Terminaré esté punto con la constatación de que, frente a los tópicos del existencialismo (admitamos por un momento la inserción de Camus en este movimiento, aunque sólo sea en un sentido muy laxo), la totalidad de El hombre rebelde está consagrada a problemas de tipo social. El mismo título lo sugiere, y el comienzo de la obra lo explícita largamente: el hombre rebelde lo es frente a algo, frente a la esclavitud, la injusticia, frente a los amos y los negadores de cualquier especie de libertad:

«… el esclavo se subleva por todas las existencias a un tiempo cuando juzga que, bajo este orden, se le niega algo que no le pertenece únicamente a él, sino que es un ámbito común en el que todos los hombres, incluso el que lo insulta y lo oprime, tienen dispuesta una comunidad».

No todo, pues, es individualismo. Muy al contrario, justicia y libertad no son valores del hombre solitario, sino del ser social. Un poco más adelante lo reafirma:

«La solidaridad de los hombres se funda en el movimiento de rebeldía, y éste, a su vez, sólo halla justificación en esta complicidad. Tendremos, pues, derecho a decir que toda rebeldía que se autoriza a negar o a destruir esta solidaridad pierde al mismo tiempo el nombre de rebeldía y coincide en realidad con un consentimiento criminal».

Llama la atención la claridad y rotundidad de estas palabras. Si ha podido parecer alguna vez, incluso en otras obras (pienso especialmente en Los justos), que en la filosofía de Camus hay algún tipo de justificación del terrorismo, califíquese a los terroristas con dicho nombre o con otros como «asesinos delicados», no hay como leer estas líneas para reflexionar sobre la errónea lectura. El rebelde se asemejaría más al desobediente civil que al terrorista (en el sentido actual de estas palabras). Al rebelde le importa el futuro, le importa la justicia, incluso vive en medio de grandes contradicciones morales, pero es un ser que quiere la justicia y la libertad con los demás y no sin ellos, mucho menos a pesar de ellos. El desobediente civil, al igual que el rebelde, no se esconde, es más, pide su castigo, pero no porque se reconozca culpable, sino como procedimiento de pública denuncia. Su culpabilidad es legal, no legítima, no moral.
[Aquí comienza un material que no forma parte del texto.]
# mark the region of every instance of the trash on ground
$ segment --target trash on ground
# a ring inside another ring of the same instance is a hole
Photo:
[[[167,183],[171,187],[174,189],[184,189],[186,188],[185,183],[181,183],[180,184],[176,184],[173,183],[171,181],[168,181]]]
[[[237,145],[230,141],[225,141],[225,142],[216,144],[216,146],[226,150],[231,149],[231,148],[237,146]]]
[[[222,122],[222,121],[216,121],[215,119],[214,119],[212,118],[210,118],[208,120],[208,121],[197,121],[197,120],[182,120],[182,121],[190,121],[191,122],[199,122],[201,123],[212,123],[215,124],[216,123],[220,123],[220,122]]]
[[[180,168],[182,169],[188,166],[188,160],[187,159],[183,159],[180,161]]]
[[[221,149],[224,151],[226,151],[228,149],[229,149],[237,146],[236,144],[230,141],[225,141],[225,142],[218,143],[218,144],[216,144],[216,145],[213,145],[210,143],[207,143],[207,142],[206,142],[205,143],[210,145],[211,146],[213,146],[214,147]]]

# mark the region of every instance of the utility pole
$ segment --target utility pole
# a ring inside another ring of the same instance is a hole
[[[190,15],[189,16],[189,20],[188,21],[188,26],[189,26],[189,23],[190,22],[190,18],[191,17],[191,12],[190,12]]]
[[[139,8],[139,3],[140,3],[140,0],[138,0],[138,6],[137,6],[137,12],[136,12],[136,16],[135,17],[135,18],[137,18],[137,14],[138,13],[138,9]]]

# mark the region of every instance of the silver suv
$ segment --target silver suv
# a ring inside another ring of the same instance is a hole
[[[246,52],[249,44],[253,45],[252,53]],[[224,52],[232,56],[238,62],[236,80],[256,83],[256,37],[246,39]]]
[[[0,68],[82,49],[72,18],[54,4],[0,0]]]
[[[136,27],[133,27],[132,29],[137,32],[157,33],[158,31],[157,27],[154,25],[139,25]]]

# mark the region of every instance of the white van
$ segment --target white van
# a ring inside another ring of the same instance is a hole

Esto nos remite a un nuevo problema que apenas voy a esbozar: si el ser humano actúa en sociedad, si libertad y justicia son virtudes sociales, entonces, dice Camus, cabe «la sospecha de que hay una naturaleza humana». Éste es un punto que le separaría de Sartre, con su negación radical de dicha naturaleza humana. Sostenía este último lo siguiente:

«…no puedo contar con hombres que no conozco fundándome en la bondad humana, o en el interés del hombre por el bien de la sociedad, dado que el hombre es libre y que no hay ninguna naturaleza humana en que pueda yo fundarme».

No obstante, partamos de la naturaleza humana o de la convicción de que actuamos sin ella, lo común en estos pensadores es que la importancia de la filosofía no es especulativa sino práctica. Si utilizamos las palabras que Cesonia, la amante y confidente de Calígula, sostiene en discusión con él, podríamos conjeturar con ella que «existe lo bueno y lo malo, lo alto y lo bajo, ‘o justo y lo injusto». Esta cuestión es central en la historia de la ética, y nos conduciría desde la afirmación del Bien y las ideas morales en Platón hasta las formas de relativismo o emotivismo actuales, tan extendidas y populares por (falsamente) democráticas. Pero esta preexistencia de los valores morales no parece sostenerla de modo tan explícito Camus; desde luego, sería negada por Sartre y, por supuesto, por Nietzsche. Camus se acercaría más, como veremos después, a lo que hoy se llama «moral mínima» y que en El hombre rebelde su autor denomina «necesidad del límite».